コミュニティの質をどのように担保したのか
実際、今回の施策とは別に、ハッシュタグをきっかけにママリを知ったという人も多い。大湯氏はこの流れについて、「自分の子どもの可愛さを知ってほしいという承認欲求と、そこから発展して、同じママ同士でつながりたい、相談したい、教えたいというつながり欲求があります。この2つを実現するのがママリの魅力だと思います」と評している。そしてママリの運営サイドとしては、「ユーザーが増えても、コミュニティの質を落とさないように注意しています」(大湯氏)と、Q&Aの回答率など様々な点でサービスの維持・向上に勤めている。
「コミュニティが活発に活動していないと、アプリ体験を阻害することになってしまいます。そのため今回の施策でも、ユーザーの体験や気持ちを考えて設計し、既存のユーザーと新規ユーザーの温度感を統一するように気を配りました」(大湯氏)

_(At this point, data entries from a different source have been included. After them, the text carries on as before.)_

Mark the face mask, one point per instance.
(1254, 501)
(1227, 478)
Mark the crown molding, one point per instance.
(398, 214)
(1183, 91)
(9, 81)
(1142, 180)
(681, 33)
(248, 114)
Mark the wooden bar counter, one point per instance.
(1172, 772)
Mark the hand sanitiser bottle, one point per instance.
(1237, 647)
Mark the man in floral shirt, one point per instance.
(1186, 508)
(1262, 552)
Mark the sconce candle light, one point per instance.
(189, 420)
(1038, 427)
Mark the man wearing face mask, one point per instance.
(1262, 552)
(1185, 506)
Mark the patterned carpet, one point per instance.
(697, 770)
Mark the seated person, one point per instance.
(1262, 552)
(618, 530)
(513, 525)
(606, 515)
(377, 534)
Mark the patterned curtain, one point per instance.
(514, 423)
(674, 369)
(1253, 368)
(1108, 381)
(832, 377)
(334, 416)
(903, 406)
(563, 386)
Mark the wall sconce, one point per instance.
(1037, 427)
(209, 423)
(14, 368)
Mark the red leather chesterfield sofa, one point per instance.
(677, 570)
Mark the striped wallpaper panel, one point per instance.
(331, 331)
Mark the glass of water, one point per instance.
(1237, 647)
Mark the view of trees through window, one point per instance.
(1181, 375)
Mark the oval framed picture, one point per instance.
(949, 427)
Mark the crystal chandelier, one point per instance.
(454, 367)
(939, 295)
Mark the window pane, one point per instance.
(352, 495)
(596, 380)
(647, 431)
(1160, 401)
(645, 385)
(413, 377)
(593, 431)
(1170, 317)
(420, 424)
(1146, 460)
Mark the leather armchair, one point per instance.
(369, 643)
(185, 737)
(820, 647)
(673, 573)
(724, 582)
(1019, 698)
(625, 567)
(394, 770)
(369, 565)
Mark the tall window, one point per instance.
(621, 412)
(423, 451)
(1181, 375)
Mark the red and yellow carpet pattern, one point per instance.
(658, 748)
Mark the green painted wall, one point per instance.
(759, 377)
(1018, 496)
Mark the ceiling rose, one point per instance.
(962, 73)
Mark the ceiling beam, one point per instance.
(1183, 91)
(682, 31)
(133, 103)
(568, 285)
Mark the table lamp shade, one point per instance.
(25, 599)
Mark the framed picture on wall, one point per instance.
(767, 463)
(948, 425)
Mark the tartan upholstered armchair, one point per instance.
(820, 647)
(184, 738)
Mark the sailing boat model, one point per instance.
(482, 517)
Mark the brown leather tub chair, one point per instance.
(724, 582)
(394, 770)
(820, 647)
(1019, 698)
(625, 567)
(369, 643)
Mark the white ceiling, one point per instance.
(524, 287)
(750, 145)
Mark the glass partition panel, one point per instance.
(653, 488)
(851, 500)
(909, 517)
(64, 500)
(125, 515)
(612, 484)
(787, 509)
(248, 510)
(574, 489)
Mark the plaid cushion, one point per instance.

とはいっても、自発的なコミュニティ活動が大切なので、運営が介入することはしない。増田氏は「既存ユーザーにはテレビCM放映をいち早くお知らせし、日ごろの感謝の気持ちと合わせて『ママリ初心者のユーザーさんにも、あたたかく接してください』と伝えるにとどめました」と説明する。実際、テレビCM放映以後は、新規ユーザーの方が『テレビCMをきっかけに始めました』と挨拶をすると、既存ユーザーが「ママリはすごくいい場所だから、よろしくね」と挨拶を返し、スムーズなコミュニケーションが生まれたという。こうした反応も、「ママリらしさ」だという。また、キャンペーンでママリの中で得ることができる体験「ママリ体験」を打ち出したおかげで、新規ユーザーも、ママリのカルチャーやコミュニティを理解して入ったことも功を奏したそうだ。

子育てに優しい社会のインフラを目指す
今後、ママリというアプリとブランドはどこに向かうのか。大湯氏は、「2つの方向があります」と説明する。
1つは、妊娠中から出産、子育てに至るまで、子どもを持つ母親すべてが使ってくれる圧倒的なアプリになること。もう1つは、子育てを含め、広く家庭の悩みや課題に向き合い、「家庭」を切り口にしたサービスブランドとして事業を拡大・変化していくことだ。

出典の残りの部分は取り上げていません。